そしてもう一つは・・・、自らの手で命を経った者の場合、充分に蝋があるにも関わらず、炎だけが揺らめくという状態が続き、死神の息で吹き消さなければならないというパターン・・・。
炎が消えた後の人間の魂は、すぐに黄泉の国に辿り着く訳ではなく、常世で言う丑満刻に彼等がその彷徨う魂を回収すべく、下界の空へ降り立つのだ。
そしてまとめて回収した魂は、三途の川の守番に全て引き渡す。その後、翌宵に備えて身体を休める・・・。

人間がいる限り、ずっと終わる事のない、ある意味無限地獄と言って良いような彼らの役目。

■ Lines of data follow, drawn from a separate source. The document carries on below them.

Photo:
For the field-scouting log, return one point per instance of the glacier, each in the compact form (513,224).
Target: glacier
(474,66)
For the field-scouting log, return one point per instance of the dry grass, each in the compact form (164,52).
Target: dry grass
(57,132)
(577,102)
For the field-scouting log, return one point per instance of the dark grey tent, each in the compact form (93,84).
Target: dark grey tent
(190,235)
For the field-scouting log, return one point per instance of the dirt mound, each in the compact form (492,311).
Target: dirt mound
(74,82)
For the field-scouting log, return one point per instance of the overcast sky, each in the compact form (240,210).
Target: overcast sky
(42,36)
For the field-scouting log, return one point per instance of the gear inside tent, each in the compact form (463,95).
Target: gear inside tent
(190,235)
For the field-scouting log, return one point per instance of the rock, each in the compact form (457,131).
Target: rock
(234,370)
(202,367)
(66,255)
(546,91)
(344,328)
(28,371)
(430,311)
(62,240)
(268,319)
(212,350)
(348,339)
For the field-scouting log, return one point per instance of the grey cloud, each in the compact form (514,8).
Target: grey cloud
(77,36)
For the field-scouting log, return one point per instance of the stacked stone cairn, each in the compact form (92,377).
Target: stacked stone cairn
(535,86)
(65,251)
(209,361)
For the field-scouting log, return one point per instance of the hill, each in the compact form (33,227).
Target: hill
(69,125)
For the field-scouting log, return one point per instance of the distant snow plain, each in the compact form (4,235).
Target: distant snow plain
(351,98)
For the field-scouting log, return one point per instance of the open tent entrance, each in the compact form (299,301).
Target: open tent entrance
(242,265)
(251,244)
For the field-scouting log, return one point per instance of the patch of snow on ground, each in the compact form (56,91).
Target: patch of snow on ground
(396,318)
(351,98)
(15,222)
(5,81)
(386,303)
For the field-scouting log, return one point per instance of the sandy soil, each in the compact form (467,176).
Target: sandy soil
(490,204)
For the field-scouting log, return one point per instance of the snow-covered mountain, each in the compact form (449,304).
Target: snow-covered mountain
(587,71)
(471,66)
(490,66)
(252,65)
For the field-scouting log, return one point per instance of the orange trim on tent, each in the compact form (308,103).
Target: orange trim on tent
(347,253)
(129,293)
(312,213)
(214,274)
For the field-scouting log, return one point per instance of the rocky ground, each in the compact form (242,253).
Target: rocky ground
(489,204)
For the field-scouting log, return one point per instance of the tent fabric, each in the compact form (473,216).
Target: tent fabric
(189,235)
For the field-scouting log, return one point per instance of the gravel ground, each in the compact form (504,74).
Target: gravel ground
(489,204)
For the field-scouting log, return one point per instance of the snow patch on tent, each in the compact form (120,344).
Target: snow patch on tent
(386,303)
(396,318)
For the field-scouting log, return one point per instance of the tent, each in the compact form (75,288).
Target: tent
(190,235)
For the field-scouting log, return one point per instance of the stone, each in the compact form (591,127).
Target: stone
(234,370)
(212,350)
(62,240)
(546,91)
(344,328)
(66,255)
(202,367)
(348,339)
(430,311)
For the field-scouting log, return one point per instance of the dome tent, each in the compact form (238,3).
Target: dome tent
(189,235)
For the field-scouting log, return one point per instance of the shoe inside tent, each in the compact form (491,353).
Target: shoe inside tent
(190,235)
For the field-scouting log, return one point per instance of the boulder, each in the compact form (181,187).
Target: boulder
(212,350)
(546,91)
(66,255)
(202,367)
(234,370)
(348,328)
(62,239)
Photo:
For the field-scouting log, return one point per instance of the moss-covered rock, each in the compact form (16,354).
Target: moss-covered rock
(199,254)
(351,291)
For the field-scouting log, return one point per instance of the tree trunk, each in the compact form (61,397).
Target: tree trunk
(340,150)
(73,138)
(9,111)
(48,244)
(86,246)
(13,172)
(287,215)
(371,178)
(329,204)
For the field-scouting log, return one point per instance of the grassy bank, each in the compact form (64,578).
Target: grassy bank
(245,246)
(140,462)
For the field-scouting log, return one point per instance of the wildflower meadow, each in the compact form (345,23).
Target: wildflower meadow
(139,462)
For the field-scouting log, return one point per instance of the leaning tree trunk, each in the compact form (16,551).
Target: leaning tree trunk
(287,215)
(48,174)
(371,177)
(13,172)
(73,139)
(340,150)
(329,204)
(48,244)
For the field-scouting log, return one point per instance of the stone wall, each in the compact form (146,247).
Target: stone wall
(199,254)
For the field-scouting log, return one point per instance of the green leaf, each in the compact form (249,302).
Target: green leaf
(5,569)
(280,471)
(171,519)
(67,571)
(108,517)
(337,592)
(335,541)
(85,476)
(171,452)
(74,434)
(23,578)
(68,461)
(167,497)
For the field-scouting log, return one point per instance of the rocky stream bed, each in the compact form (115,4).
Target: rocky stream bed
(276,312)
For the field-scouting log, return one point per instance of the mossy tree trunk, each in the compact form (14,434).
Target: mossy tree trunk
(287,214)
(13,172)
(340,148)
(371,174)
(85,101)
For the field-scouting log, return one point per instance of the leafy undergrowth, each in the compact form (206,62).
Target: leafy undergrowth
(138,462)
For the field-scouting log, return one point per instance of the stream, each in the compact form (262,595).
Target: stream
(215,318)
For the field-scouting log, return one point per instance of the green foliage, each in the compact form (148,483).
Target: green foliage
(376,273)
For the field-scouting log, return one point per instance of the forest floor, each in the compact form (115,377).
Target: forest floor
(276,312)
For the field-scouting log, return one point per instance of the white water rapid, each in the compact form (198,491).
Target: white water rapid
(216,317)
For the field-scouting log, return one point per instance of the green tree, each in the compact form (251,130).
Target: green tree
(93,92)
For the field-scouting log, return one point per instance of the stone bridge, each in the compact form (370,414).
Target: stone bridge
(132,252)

しかし双子でありながら愛し合っている二人は、人の子に生まれたのならば苦悩するほどの禁忌も、寿命も限られているわけでもなし、死神である事には不満はない。
ただ・・・。
「どうした?シド。」
いつの間にか、今度は何か考え込むような表情になった弟にバドは問う。
「いや・・・、あんなに暴れるくらいなら、どうして自らで死を選ぶのでしょうね・・・?」
唐突な質問。
回収される魂は、皆が皆従順な訳ではない。中には自らの死を認められず、現世に帰せと暴れる者もいる(とは言っても、それは死神にとっては草木が風にそよぐ位のものだが)。

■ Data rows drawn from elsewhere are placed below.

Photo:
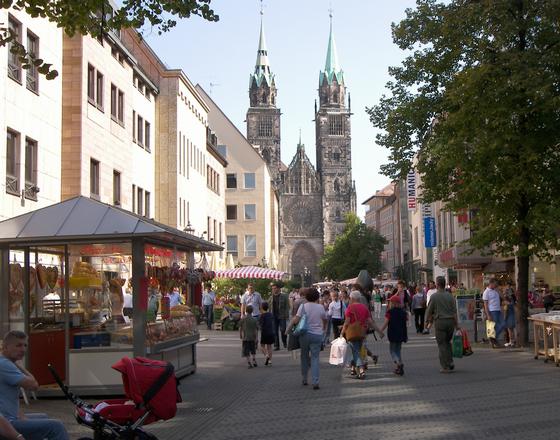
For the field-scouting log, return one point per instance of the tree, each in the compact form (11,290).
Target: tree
(357,248)
(478,102)
(96,17)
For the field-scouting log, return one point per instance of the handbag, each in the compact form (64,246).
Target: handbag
(355,331)
(467,349)
(490,329)
(458,344)
(301,327)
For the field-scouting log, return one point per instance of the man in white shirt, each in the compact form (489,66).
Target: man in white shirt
(250,297)
(493,310)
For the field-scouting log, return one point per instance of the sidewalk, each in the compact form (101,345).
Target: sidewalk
(494,394)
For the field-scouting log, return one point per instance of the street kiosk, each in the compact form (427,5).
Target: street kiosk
(88,282)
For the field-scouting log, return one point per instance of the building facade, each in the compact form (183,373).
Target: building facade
(30,117)
(313,201)
(252,216)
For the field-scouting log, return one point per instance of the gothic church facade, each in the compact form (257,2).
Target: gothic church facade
(313,201)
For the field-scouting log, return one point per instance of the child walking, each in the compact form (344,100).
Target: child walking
(266,324)
(395,321)
(248,328)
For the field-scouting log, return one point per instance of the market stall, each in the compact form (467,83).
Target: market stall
(91,283)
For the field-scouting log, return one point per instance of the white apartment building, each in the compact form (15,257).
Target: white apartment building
(252,234)
(189,171)
(108,138)
(30,118)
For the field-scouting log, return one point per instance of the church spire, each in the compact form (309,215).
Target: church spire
(262,65)
(332,68)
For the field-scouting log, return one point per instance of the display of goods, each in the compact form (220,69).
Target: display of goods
(16,275)
(84,275)
(41,276)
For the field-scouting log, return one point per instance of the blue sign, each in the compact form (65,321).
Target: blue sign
(430,239)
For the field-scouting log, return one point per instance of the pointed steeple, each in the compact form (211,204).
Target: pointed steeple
(332,68)
(262,66)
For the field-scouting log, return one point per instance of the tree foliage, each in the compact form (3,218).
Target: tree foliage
(357,248)
(478,100)
(95,17)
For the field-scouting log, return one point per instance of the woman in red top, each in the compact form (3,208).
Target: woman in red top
(357,311)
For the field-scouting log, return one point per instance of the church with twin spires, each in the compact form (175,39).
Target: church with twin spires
(313,202)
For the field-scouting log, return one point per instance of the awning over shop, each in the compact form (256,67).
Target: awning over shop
(248,272)
(83,218)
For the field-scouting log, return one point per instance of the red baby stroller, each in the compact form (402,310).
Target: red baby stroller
(151,394)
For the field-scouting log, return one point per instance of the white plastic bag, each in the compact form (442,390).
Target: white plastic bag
(339,347)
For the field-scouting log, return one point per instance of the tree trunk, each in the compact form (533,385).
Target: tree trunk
(523,288)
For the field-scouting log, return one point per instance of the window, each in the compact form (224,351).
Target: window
(140,131)
(231,181)
(222,149)
(14,64)
(12,163)
(32,75)
(147,203)
(133,125)
(113,101)
(147,135)
(336,125)
(91,84)
(231,212)
(140,201)
(265,126)
(250,181)
(116,188)
(250,245)
(251,211)
(30,169)
(120,107)
(99,91)
(232,245)
(94,178)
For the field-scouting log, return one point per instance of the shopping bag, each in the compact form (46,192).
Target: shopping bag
(457,344)
(467,349)
(293,342)
(338,351)
(490,329)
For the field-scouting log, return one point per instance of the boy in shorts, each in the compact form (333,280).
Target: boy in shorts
(248,328)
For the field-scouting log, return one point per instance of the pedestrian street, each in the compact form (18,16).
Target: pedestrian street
(494,394)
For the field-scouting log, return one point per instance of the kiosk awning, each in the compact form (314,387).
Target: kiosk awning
(82,218)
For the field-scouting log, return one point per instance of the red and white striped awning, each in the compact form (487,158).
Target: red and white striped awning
(250,272)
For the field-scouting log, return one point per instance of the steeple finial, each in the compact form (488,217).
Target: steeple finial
(332,68)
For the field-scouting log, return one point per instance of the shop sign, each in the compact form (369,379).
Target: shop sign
(430,239)
(102,249)
(411,189)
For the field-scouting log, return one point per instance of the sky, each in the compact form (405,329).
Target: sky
(221,55)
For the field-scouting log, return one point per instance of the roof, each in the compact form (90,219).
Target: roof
(83,218)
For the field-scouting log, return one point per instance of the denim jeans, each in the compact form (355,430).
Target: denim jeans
(395,350)
(38,428)
(279,332)
(356,356)
(310,349)
(209,313)
(499,320)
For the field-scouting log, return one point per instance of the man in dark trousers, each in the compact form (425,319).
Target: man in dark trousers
(280,312)
(442,313)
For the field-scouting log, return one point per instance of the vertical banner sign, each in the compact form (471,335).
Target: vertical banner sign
(411,189)
(429,226)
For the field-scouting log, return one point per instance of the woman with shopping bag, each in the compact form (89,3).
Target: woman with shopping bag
(357,321)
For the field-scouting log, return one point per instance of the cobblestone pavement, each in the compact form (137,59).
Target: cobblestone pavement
(494,394)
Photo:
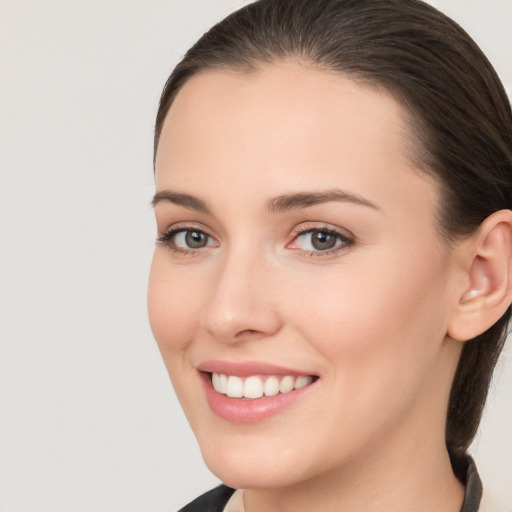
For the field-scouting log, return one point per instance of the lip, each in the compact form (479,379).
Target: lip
(243,410)
(248,368)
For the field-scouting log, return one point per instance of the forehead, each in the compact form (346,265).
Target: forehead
(287,124)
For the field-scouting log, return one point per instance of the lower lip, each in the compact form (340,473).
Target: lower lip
(240,410)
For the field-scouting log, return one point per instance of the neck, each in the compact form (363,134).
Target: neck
(422,480)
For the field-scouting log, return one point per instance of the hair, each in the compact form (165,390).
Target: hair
(458,112)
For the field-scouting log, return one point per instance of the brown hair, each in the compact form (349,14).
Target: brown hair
(460,118)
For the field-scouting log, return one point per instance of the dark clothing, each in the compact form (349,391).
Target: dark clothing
(211,501)
(463,467)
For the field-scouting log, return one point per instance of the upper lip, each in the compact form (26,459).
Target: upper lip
(247,368)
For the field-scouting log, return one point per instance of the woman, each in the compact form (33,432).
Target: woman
(331,284)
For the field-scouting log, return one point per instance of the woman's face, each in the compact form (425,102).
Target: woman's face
(298,248)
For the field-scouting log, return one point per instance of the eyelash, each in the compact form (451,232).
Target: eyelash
(344,239)
(167,239)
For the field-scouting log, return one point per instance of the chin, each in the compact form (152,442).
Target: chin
(250,463)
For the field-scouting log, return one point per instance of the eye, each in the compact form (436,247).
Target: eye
(191,239)
(186,240)
(321,240)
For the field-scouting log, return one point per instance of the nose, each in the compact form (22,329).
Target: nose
(243,301)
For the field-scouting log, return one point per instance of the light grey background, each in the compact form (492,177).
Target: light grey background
(88,420)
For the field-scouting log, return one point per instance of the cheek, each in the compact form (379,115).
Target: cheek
(173,305)
(383,318)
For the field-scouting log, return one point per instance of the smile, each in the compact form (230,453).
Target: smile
(256,386)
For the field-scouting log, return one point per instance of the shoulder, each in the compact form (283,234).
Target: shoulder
(211,501)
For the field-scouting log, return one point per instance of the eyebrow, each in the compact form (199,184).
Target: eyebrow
(185,200)
(279,204)
(301,200)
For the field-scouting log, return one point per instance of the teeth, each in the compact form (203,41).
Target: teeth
(271,386)
(255,387)
(287,384)
(235,387)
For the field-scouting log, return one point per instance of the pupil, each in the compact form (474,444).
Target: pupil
(322,241)
(195,239)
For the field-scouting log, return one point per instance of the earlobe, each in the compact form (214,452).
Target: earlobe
(488,290)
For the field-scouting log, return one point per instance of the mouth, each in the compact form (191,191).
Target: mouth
(251,393)
(253,387)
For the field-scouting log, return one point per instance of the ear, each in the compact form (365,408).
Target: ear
(487,289)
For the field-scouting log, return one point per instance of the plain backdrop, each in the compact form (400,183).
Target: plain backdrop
(88,419)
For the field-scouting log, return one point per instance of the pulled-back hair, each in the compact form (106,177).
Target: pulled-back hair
(458,112)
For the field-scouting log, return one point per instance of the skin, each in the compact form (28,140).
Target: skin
(370,319)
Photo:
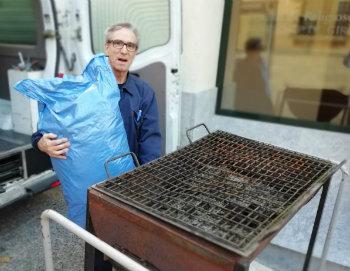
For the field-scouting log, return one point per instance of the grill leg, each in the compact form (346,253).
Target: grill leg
(316,225)
(89,259)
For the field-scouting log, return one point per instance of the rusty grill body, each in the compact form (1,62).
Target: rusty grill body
(219,201)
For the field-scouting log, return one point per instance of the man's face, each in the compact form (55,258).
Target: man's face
(121,58)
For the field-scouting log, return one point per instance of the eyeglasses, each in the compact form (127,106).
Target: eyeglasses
(119,44)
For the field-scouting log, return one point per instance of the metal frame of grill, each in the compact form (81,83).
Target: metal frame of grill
(229,190)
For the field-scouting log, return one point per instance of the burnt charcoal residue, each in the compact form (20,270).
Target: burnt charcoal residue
(227,188)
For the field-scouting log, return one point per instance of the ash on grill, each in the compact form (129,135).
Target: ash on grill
(227,189)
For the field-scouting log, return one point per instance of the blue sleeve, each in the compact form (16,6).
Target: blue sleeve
(150,140)
(35,138)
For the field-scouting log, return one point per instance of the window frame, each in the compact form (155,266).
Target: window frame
(34,51)
(254,116)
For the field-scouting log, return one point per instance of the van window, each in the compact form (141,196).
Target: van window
(150,17)
(17,22)
(286,61)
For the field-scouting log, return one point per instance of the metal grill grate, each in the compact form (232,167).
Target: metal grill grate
(227,189)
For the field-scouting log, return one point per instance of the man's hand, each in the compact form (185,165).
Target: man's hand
(54,147)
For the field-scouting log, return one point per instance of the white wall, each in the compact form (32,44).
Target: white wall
(201,29)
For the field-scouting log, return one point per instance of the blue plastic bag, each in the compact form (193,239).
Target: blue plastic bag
(85,110)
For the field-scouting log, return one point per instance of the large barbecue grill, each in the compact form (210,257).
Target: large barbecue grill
(218,202)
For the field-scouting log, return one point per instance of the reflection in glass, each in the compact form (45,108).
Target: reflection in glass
(150,17)
(300,69)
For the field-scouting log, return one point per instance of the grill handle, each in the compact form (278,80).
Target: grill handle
(194,127)
(133,155)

しかもそう言い出すのは、決まって自ら望んで死を選んだ者であり、最近吹き消す蝋燭の数も増えるにつれ反抗的な魂も増えてきていた。

自分達は人間達に死を告げる者であって、生を与える者ではない。
ましてや人間達は、自分達の存在を認めている者はほんの一握りしかおらず、信じないものが大半である。
そんな人間に、何故かシドは不意に疑問が湧き上ったのだった。
「さぁな・・・人間達の考えていることなど俺には判らんし、そんな奴等に容赦するつもりはない。」
ただ・・・と言い、バドは弟の身体を再度後ろからつ・・・と抱き寄せ、顔を僅かに上向かせ、薄く開いていた唇に自分のそれを重ね合わせる。
「ん・・・。」
微かな吐息を漏らし逆らう事無く、それを受け入れるシド。
軽い口付けを交わして、顔を離したバドは悪戯半分、真剣さ半分の表情でシドを見つめ、そしてこう言った。
「心中したい程、互いを愛するという気持ちは判る気がするがな・・・。」
「っ・・・!」
いきなりの兄の言葉にシドは一気に顔を真っ赤にさせる。
そんな表情を見て、バドの中のからかい心がくすぐられ、ぐいっと、シドの身体を抱え上げた。
「わ・・・っ!兄さ・・・!」
そして、トサ・・っと軽く敷布の上に身体を投げ出され、その上にバドが乗るという体勢になる。
「魂狩りの時間までまだ少しあるな・・・。」
そう言って今度は正面から口付けを交わすと、シドも抵抗するのは無駄と諦めたか、兄の髪に指を絡めるように頭に腕を回す・・・。


今宵もまた反抗的な魂達の相手をせねばならない・・・。
しかし彼等はそんな生活に何の不満はない。
添い遂げたい相手とこうして永遠に一緒にいれるのだから・・・。